A couple years ago I helped the Lincoln Center branch of the New York Public Library help celebrate the anniversary of the national anthem. I thought I was doing something patriotic. As a child of Maryland and Pennsylvania I had always been proud of Francis Scott Key, or more importantly of the Battle at Ft. McHenry in Baltimore. It was actually the 200th anniversary of the Battle of Ft. McHenry, where Key sat on a boat watching the battle, but as a national anthem it was not actually approved by congress until 1931 and since then the poem “The Star Spangled Banner” has been sung, ironically, to the tune of an old British drinking song only using the first verse of the original poem.

Until this week I did not realize that F.S. Key felt that black people were inferior. He was pro-slavery and mocked by abolitionists. I started to wonder just why this had not been part of my eduction growing up. It was literally whitewashed from childhood just as those statues of Confederate leaders were presented as impressive pieces of sculpture to me. I grew up near many Civil War battlefields and it never occurred to me, although my ancestors fought for the North and one died in the Confederate Prison Camp at Andersonville, that I should maybe question the existence of monuments touting the achievement of traitors to the Union.

Understanding what I do now, I struggle that I do not and cannot really know what it is like to be a black person in this country. I am saddened by what people of color, and any ethnic group for that matter, must endure. The subliminal and not so subliminal messages are appalling. I am ashamed to have lived this long and not fully realized any of this. I still can only imagine and empathize with my Black friends.

Now I must ask, what is the purpose of the National Anthem? Is it not time to choose a piece more exemplary of our county today? I know this discussion had arisen before but I know it prompted more about the war references in the poem than for the racist sentiment of the author. Up for grabs is whether the additional verses were racist but that is not the point. That anyone would find racism in the verse is really what matters. It is a poem after all, and each person has their own reaction to it based on their background and frame of reference. How about God Bless America, or America the Beautiful instead of this anthem that is hard to sing, hardly makes any sense and moreover comes from a time of extreme racism in our country?

I find it curious that at the opening of most classical music seasons in the US, the national anthem is played. I always enjoyed it more for the challenge of singing a lot of high and low notes but I never stopped to think of what I was saying any more than I did as a kid saying the Pledge of Allegiance in school or the random grace at the dinner table. I had memorized those things and that was all that mattered. (Who was not proud when they could say the Pledge from memory when the next kid couldn’t?) What does our anthem have to do with these events?
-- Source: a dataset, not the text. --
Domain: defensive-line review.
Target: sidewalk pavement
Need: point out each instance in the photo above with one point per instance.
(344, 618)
I have written a bit here on the Huff Post about African-American opera singers and what they have experienced both home and abroad. Just today I heard about a neighbor with an hispanic last name who was told by a white person that they were only allowed to be here because this white person allowed it. I am sickened and angered by this shameful behavior by white people. I cannot get my head around that way of thinking.

I was raised a Christian but this behavior does not fit any Christian values that I learned from the cradle. In the years before he died, my father a veteran of world war II was getting quite fed up with the message that he was not patriotic just because he was politically liberal-minded He was, after all, not only a veteran but a retired employee of the National Park Service and a United Methodist clergyman. Dad always used to joke that he saw someone that looked like him on the trolley; he has two eyes a nose and skin all over his face. There lies the truth of us all.

It has been a very hard few months for many. The heartache of the hurricanes and earthquakes put human frailty into perspective. The Cassini spacecraft mission ended last week by deliberately crashing onto Saturn. The pictures it left, especially the view of the earth from so far away, was humbling to say the least. (Take that you folks who believe the earth is flat and that the world was crated 4000 years ago.)

How could we feel so self-important to ignore mother nature and what we have done to our planet? We get the message from our President and majority leaders just how little they value the rest of all citizens, people in need; people of color; refugees, dreamers, our right to health care. What happened to human decency?

In my opinion, the extreme right has set the bar so high that it is blind and obstinate. Rigidity does not work. An attitude of moral superiority only leads to personal downfall. Ignorance is no real route to power. Knowledge is. I observe an unrealistic nostalgia for the past on the part of many of our leaders. I would assume they are thinking of a time pre-integration and pre-Viet Nam. It occurred to me that that nostalgic time - comfortable and hopeful for some - was the result of witnessing the horrors of the Nazi regime and the unfathomable, but very real, genocide it created. I want to believe that post WW II was a time of human decency motivated by these horrors, but then one remembers the McCarthy Committee on UnAmerican Activities. At the same time, segregation was rampant so it really was an imagined period of decency.

I am not a historian and certainly not an authority on anything but classical singing but I do believe in our Bill of Rights, the U.S.Constitution, human rights, in loving each other, living in a peaceful world that is not controlled by the constipated leaders, but by the intelligent ones.

I just finished watching Part Six of Ken Burns’ Viet Nam War documentary which left off in 1968. My parents cried all that spring. At an impressionable age I watched two leaders be stuck down for trying to do something good for us. It has been 50 years since Dr. King and Bobby Kennedy were murdered. I do not want their brave lives or the 50 years since and the work of so many to have been in vain. I remain proud to be an American but can only maintain that pride if our citizenry is treated equally.

Now I will go to bed tonight knowing at least I spoke my mind today, bracing myself for what the morning holds and waiting to see we have been thrown under the proverbial North Korean bus.